Often the best part of mysterious characters is their mystery. How do you balance telling a good, revealing story with the Professor with the need to leave some of the enigma intact?
Well, often the best part of Mignola's stories is the way answers merely pose more questions. Mike is a genius at divulging info and backstory stuff without killing that mystery. Both "Pickens County" and "O'Donnell" do that really well.
Will the Professor's story, like the "Pickens County" book, open up a new "Hell on Earth" conflict, or is it more contained to O'Donnell's revelations?
More contained, and yeah, more oriented toward his back story, toward something that happened a long time ago. But it does have pertinence to what's happening now. There's a framing sequence that puts it in a modern context.
With the many "B.P.R.D." books this Spring, you've brought in a number of artists to the roster.
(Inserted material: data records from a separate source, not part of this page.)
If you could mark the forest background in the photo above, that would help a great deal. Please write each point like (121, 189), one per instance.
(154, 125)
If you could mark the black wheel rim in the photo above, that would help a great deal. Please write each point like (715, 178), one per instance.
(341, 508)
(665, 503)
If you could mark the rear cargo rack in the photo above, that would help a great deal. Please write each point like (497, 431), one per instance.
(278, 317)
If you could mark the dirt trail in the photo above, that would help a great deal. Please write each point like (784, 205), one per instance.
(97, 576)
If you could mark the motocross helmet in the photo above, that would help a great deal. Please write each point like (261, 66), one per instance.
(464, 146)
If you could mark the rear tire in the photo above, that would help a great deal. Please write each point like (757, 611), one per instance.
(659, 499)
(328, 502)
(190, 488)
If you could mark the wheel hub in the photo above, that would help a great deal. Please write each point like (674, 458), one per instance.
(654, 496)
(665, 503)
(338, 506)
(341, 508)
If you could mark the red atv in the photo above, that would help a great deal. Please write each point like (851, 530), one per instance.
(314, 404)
How did you and the Hellverse crew go about selecting artists and pairing them with the various stories you wanted to tell?
Facebook! Actually, I'm not on Facebook, but Mike and John are, and they find a lot of artists there. Artists come to us on their own, in all sorts of ways. We're all tuned into the industry in different ways, through conventions, social media, just sort of being there -- we all keep our eyes out and share artists all the time.
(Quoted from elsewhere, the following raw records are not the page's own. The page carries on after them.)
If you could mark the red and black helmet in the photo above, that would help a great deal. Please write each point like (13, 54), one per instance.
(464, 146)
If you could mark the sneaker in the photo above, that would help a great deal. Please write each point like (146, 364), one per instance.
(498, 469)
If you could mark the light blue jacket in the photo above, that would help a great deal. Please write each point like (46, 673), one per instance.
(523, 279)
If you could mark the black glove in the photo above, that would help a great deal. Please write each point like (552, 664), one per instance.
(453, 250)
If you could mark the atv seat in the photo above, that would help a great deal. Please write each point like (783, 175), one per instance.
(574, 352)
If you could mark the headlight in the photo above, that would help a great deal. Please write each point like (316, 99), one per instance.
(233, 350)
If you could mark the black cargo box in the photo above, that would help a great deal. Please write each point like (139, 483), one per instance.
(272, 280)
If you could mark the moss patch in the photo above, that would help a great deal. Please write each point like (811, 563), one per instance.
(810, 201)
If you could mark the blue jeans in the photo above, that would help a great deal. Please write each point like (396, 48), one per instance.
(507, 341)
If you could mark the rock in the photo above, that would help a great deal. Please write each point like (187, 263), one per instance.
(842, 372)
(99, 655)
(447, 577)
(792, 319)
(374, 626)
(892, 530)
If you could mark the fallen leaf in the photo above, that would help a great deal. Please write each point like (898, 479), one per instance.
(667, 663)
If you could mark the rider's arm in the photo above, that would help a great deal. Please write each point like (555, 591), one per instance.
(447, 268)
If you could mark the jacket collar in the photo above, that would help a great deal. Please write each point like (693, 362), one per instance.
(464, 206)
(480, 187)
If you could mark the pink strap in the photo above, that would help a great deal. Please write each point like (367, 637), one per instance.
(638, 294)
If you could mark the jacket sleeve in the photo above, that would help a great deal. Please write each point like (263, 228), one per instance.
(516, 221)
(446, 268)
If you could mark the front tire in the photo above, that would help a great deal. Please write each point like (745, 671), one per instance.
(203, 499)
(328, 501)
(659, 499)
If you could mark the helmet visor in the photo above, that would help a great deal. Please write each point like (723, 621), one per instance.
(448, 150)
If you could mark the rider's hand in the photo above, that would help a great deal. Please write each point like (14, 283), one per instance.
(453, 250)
Following the big Spring push, is there anything you can tell us about the direction of "B.P.R.D." during the second half of 2012?
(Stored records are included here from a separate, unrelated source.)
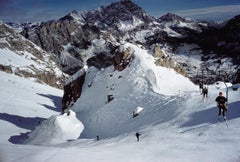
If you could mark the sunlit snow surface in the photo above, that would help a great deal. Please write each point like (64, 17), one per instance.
(175, 123)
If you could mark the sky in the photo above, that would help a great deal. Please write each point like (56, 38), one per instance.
(179, 127)
(44, 10)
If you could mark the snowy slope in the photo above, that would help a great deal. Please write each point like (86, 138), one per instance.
(175, 123)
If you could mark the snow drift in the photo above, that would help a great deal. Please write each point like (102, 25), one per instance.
(57, 129)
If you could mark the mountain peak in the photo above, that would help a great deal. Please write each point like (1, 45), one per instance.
(116, 12)
(169, 17)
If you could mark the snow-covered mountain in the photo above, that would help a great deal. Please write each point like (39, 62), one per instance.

Really sort of more of the same, but, uh... in a good and exciting way. The main story continues monthly, all written by John and Mike, with Tyler Crook doing most of the issues this year, after a great run by James Harren. Peter Snejbjerg will be back -- I think this is the first time he's doing an arc in the regular run, after the "War on Frogs" one-shot and the "Abe Sapien" two-parter. Alongside that, though, we have more specials revealing the other trouble in the world, with Cameron Stewart doing what might be his best-looking work ever. A great two-parter that he wrote with Mike and drew himself. We've got stuff in the works with Gabriel Ba and Fabio Moon, more with Max Fiumara, Jason Latour, Kevin Nowlan. We have some really crucial stories, big things happen to the world and the main cast, and consistently great art. I could not be happier with the bunch of artists we're working with. John's in Philadelphia, Mike's in LA, I'm in Portland, and every time art from one of these guys comes in we're all leaping up from behind our computers and high-fiving each other from thousands of miles away. Once a week one of us will comment on how lucky we are to be getting these pages in from these guys.